June 16, 2005 - Alex Kotlowitz is an author and journalist. He wrote the book "There are No Children Here :The Story of Two Boys Growing Up in The Other America." He recently spoke in the Twin Cities at the Family and Children's Services Annual Meeting. He spoke about children's lives in a Chicago housing project.
May 26, 2005 - The voices of three Minnesota Republicans. Voices of Minnesota takes a tour of the GOP's big tent with three prominent Minnesota Republicans from the party's left wing to its right: Sally Pillsbury, Wheelock Whitney and Bill Cooper.
April 28, 2005 - New York Times columnist Thomas Friedman has come to the conclusion that Christopher Columbus had it all wrong.

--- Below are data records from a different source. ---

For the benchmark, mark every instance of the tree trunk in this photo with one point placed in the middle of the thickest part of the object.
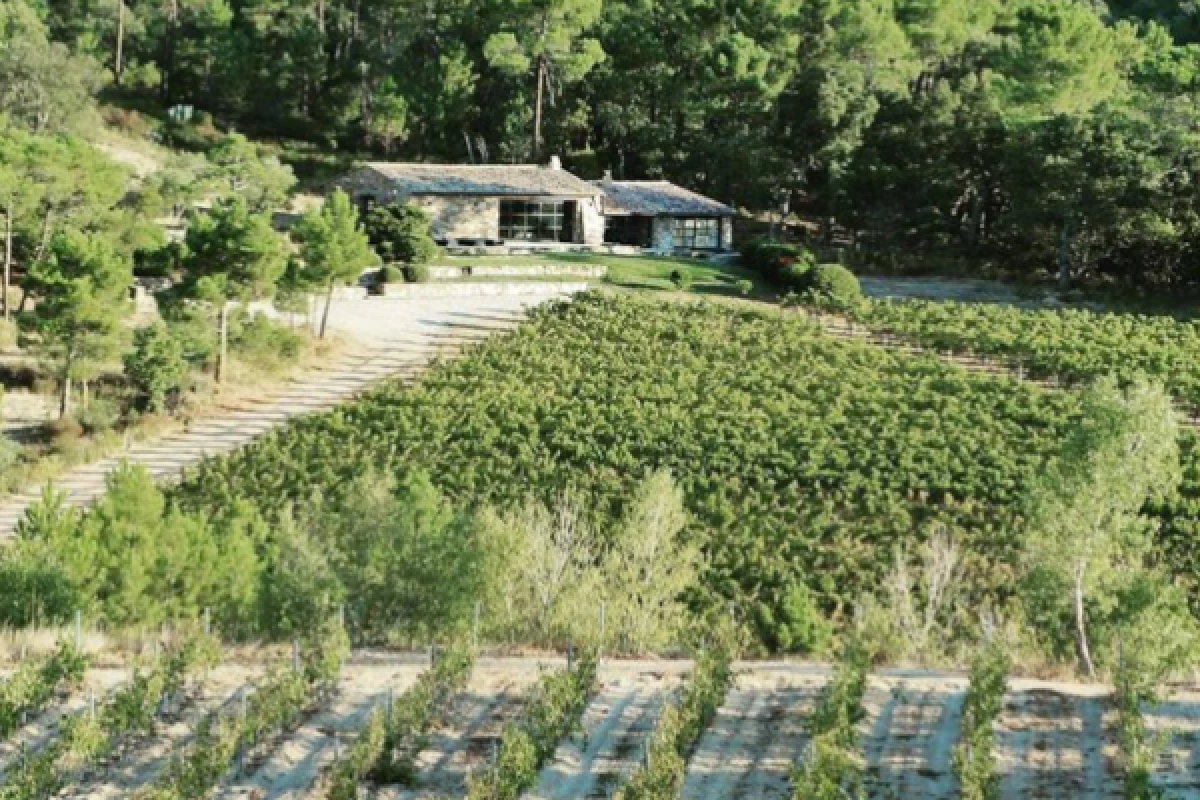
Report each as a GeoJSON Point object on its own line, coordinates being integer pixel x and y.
{"type": "Point", "coordinates": [118, 58]}
{"type": "Point", "coordinates": [222, 341]}
{"type": "Point", "coordinates": [1085, 654]}
{"type": "Point", "coordinates": [47, 223]}
{"type": "Point", "coordinates": [7, 257]}
{"type": "Point", "coordinates": [537, 108]}
{"type": "Point", "coordinates": [1065, 254]}
{"type": "Point", "coordinates": [324, 314]}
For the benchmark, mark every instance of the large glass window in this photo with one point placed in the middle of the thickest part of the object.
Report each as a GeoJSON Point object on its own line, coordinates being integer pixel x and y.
{"type": "Point", "coordinates": [696, 233]}
{"type": "Point", "coordinates": [532, 221]}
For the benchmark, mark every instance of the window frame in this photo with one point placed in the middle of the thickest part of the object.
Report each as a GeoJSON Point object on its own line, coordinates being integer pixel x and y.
{"type": "Point", "coordinates": [532, 220]}
{"type": "Point", "coordinates": [696, 233]}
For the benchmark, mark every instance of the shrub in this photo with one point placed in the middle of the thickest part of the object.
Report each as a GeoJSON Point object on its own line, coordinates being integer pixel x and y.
{"type": "Point", "coordinates": [155, 366]}
{"type": "Point", "coordinates": [401, 233]}
{"type": "Point", "coordinates": [417, 274]}
{"type": "Point", "coordinates": [771, 258]}
{"type": "Point", "coordinates": [797, 276]}
{"type": "Point", "coordinates": [833, 287]}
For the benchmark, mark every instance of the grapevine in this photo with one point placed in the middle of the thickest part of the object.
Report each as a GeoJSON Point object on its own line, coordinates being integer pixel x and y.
{"type": "Point", "coordinates": [832, 768]}
{"type": "Point", "coordinates": [36, 683]}
{"type": "Point", "coordinates": [89, 735]}
{"type": "Point", "coordinates": [276, 703]}
{"type": "Point", "coordinates": [555, 710]}
{"type": "Point", "coordinates": [975, 761]}
{"type": "Point", "coordinates": [388, 745]}
{"type": "Point", "coordinates": [679, 728]}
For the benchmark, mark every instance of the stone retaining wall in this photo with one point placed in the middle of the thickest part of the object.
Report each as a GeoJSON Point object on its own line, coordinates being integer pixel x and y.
{"type": "Point", "coordinates": [514, 271]}
{"type": "Point", "coordinates": [481, 289]}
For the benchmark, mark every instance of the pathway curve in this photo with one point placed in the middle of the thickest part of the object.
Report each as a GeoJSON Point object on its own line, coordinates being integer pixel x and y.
{"type": "Point", "coordinates": [391, 338]}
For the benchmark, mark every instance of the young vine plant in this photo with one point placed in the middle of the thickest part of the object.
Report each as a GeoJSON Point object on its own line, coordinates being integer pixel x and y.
{"type": "Point", "coordinates": [276, 702]}
{"type": "Point", "coordinates": [833, 768]}
{"type": "Point", "coordinates": [35, 684]}
{"type": "Point", "coordinates": [975, 761]}
{"type": "Point", "coordinates": [94, 733]}
{"type": "Point", "coordinates": [553, 711]}
{"type": "Point", "coordinates": [387, 749]}
{"type": "Point", "coordinates": [681, 727]}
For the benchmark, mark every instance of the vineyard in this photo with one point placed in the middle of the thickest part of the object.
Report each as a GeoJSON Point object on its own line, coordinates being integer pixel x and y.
{"type": "Point", "coordinates": [1074, 344]}
{"type": "Point", "coordinates": [394, 726]}
{"type": "Point", "coordinates": [802, 458]}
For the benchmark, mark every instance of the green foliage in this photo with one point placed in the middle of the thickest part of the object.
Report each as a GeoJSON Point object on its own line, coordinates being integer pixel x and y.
{"type": "Point", "coordinates": [834, 287]}
{"type": "Point", "coordinates": [390, 274]}
{"type": "Point", "coordinates": [1086, 540]}
{"type": "Point", "coordinates": [1074, 344]}
{"type": "Point", "coordinates": [779, 488]}
{"type": "Point", "coordinates": [414, 714]}
{"type": "Point", "coordinates": [82, 289]}
{"type": "Point", "coordinates": [412, 564]}
{"type": "Point", "coordinates": [400, 233]}
{"type": "Point", "coordinates": [277, 702]}
{"type": "Point", "coordinates": [232, 253]}
{"type": "Point", "coordinates": [136, 559]}
{"type": "Point", "coordinates": [975, 761]}
{"type": "Point", "coordinates": [681, 278]}
{"type": "Point", "coordinates": [681, 726]}
{"type": "Point", "coordinates": [333, 247]}
{"type": "Point", "coordinates": [785, 264]}
{"type": "Point", "coordinates": [28, 690]}
{"type": "Point", "coordinates": [832, 767]}
{"type": "Point", "coordinates": [417, 274]}
{"type": "Point", "coordinates": [155, 367]}
{"type": "Point", "coordinates": [552, 713]}
{"type": "Point", "coordinates": [88, 737]}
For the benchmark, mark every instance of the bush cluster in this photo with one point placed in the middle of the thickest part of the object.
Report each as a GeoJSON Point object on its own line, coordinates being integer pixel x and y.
{"type": "Point", "coordinates": [796, 270]}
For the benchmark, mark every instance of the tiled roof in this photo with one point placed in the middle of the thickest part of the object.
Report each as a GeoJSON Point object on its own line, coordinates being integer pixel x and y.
{"type": "Point", "coordinates": [653, 198]}
{"type": "Point", "coordinates": [484, 180]}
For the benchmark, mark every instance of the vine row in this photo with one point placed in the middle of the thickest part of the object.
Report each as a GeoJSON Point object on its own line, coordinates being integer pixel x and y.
{"type": "Point", "coordinates": [975, 761]}
{"type": "Point", "coordinates": [387, 747]}
{"type": "Point", "coordinates": [225, 739]}
{"type": "Point", "coordinates": [833, 768]}
{"type": "Point", "coordinates": [679, 728]}
{"type": "Point", "coordinates": [553, 713]}
{"type": "Point", "coordinates": [91, 734]}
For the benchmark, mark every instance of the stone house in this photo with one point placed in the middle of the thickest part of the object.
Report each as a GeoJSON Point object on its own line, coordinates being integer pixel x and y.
{"type": "Point", "coordinates": [664, 217]}
{"type": "Point", "coordinates": [529, 206]}
{"type": "Point", "coordinates": [490, 204]}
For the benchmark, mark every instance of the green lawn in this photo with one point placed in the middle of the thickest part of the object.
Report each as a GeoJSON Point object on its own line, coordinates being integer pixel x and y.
{"type": "Point", "coordinates": [635, 272]}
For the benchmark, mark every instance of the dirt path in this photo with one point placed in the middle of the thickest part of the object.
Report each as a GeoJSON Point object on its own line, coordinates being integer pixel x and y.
{"type": "Point", "coordinates": [616, 726]}
{"type": "Point", "coordinates": [396, 338]}
{"type": "Point", "coordinates": [293, 767]}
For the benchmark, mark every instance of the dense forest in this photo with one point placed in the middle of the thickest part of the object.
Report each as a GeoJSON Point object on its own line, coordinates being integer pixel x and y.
{"type": "Point", "coordinates": [1026, 134]}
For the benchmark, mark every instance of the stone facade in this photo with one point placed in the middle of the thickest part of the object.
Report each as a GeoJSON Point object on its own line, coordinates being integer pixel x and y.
{"type": "Point", "coordinates": [465, 217]}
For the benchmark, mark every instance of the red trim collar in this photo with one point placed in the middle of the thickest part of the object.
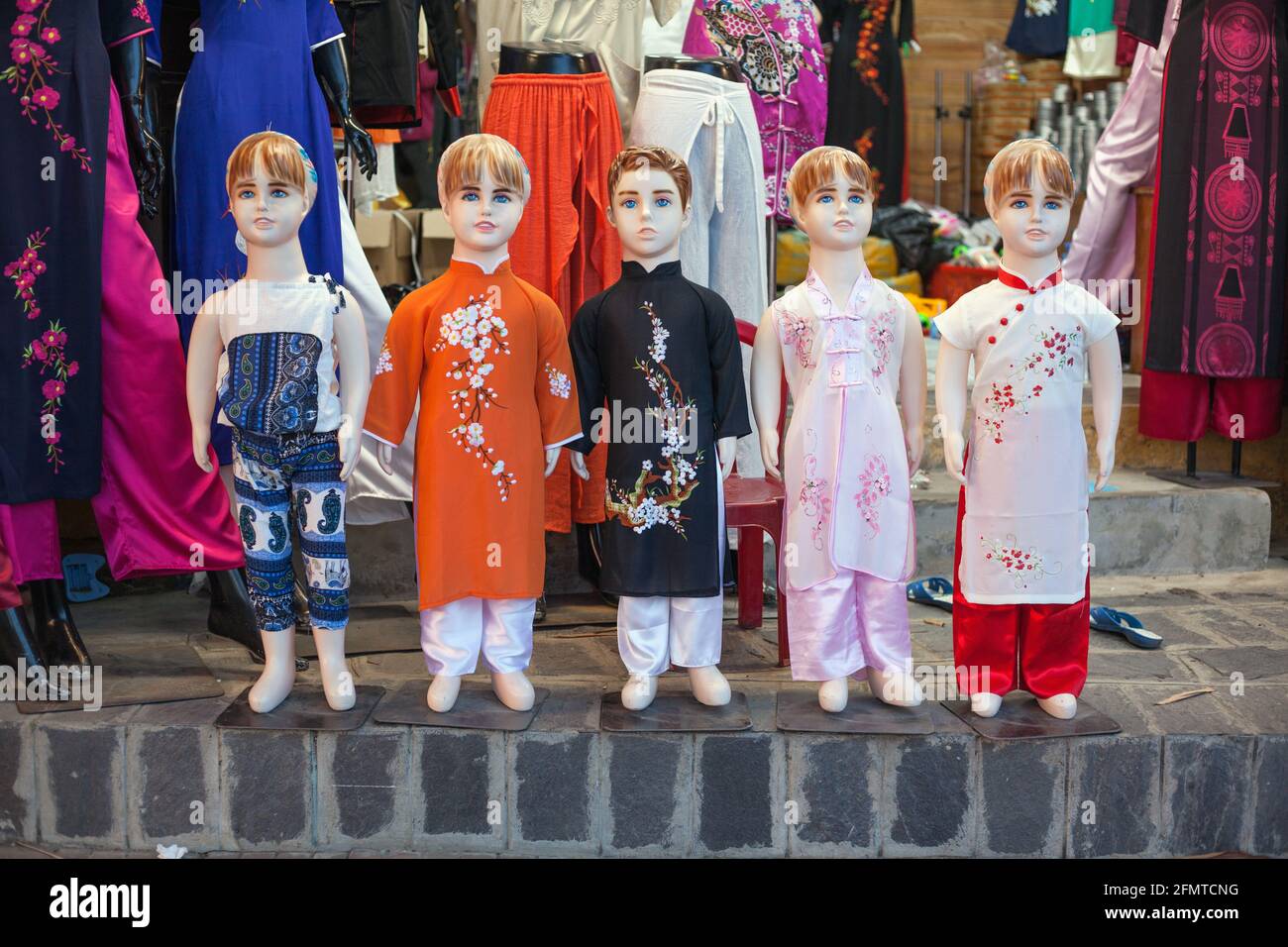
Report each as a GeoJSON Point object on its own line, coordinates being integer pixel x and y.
{"type": "Point", "coordinates": [1017, 282]}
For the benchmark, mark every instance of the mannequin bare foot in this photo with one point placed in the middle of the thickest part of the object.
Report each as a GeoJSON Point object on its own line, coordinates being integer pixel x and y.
{"type": "Point", "coordinates": [336, 680]}
{"type": "Point", "coordinates": [1061, 706]}
{"type": "Point", "coordinates": [514, 689]}
{"type": "Point", "coordinates": [639, 690]}
{"type": "Point", "coordinates": [442, 692]}
{"type": "Point", "coordinates": [896, 688]}
{"type": "Point", "coordinates": [709, 685]}
{"type": "Point", "coordinates": [986, 703]}
{"type": "Point", "coordinates": [274, 684]}
{"type": "Point", "coordinates": [833, 694]}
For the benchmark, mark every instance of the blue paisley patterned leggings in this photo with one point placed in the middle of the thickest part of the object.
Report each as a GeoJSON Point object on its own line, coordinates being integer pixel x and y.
{"type": "Point", "coordinates": [269, 472]}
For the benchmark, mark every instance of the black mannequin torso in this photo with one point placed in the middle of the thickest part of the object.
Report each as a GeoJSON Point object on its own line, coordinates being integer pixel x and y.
{"type": "Point", "coordinates": [549, 58]}
{"type": "Point", "coordinates": [719, 65]}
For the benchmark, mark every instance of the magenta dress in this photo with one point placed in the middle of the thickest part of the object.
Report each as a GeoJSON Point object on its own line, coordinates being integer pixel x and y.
{"type": "Point", "coordinates": [158, 512]}
{"type": "Point", "coordinates": [777, 46]}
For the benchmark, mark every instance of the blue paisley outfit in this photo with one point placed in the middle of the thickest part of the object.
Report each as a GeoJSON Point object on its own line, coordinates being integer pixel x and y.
{"type": "Point", "coordinates": [278, 392]}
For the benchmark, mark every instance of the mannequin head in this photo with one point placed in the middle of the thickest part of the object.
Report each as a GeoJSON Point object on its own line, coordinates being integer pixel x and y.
{"type": "Point", "coordinates": [829, 196]}
{"type": "Point", "coordinates": [482, 187]}
{"type": "Point", "coordinates": [649, 188]}
{"type": "Point", "coordinates": [270, 183]}
{"type": "Point", "coordinates": [1028, 192]}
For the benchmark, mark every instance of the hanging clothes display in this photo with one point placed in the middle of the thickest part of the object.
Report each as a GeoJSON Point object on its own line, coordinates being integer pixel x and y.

He says the world isn't round, at least not anymore. In his new book, "The World is Flat: A Brief History of the 21st Century," Friedman argues that communication technology has leveled the international economic playing field, allowing people from Brainerd to Bangalore to compete on a more or less even footing. Thomas Friedman is a three-time Pulitzer Prize winner, a bestselling author and a native of St. Louis Park, Minn.
April 14, 2005 - Betty Crocker was born in 1921 in the Home Services Department of Minneapolis' Washburn Crosby Company, which would later become General Mills. She was conceived as a pen name to answer the torrent of baking questions pouring into the office, and the name stuck. In the decades that followed she became the domestic ideal, the role model to which millions of American women aspired, or were expected to aspire. Susan Marks is the author of "Finding Betty Crocker: The Secret Life of America's First Lady of Food."
April 5, 2005 - The Iranian presidential election in June is expected to bring a conservative successor to reformist President Mohammad Khatami, but Iranian-American journalist Azadeh Moaveni says that her generation of young Iranians is hungry for democratic reform. Moaveni is the author of the bestselling "Lipstick Jihad: A Memoir of Growing up Iranian in America and American in Iran."
March 4, 2005 - For years New York Times columnist Thomas Friedman wrote prolifically on globalization. Then 9/11 happened, and the tragedy consumed his attention. Friedman has said he "lost the thread" of globalization for a while. His forthcoming book, "The World Is Flat: A Brief History of the Twenty-first Century," picks up the thread. Thomas Friedman is a three-time Pulitzer Prize winner, a bestselling author and a native of St. Louis Park, Minn.
March 2, 2005 - John Feinstein covered sports and politics in his eleven years at the Washington Post. He has written several bestselling books, including "A Season on the Brink" and "A Good Walk Spoiled," but Feinstein's latest novel is his first foray into the genre of young adult fiction. "Last Shot" is the story of two teenagers who win press passes to cover college basketball's Final Four and unearth a plot to fix the big game.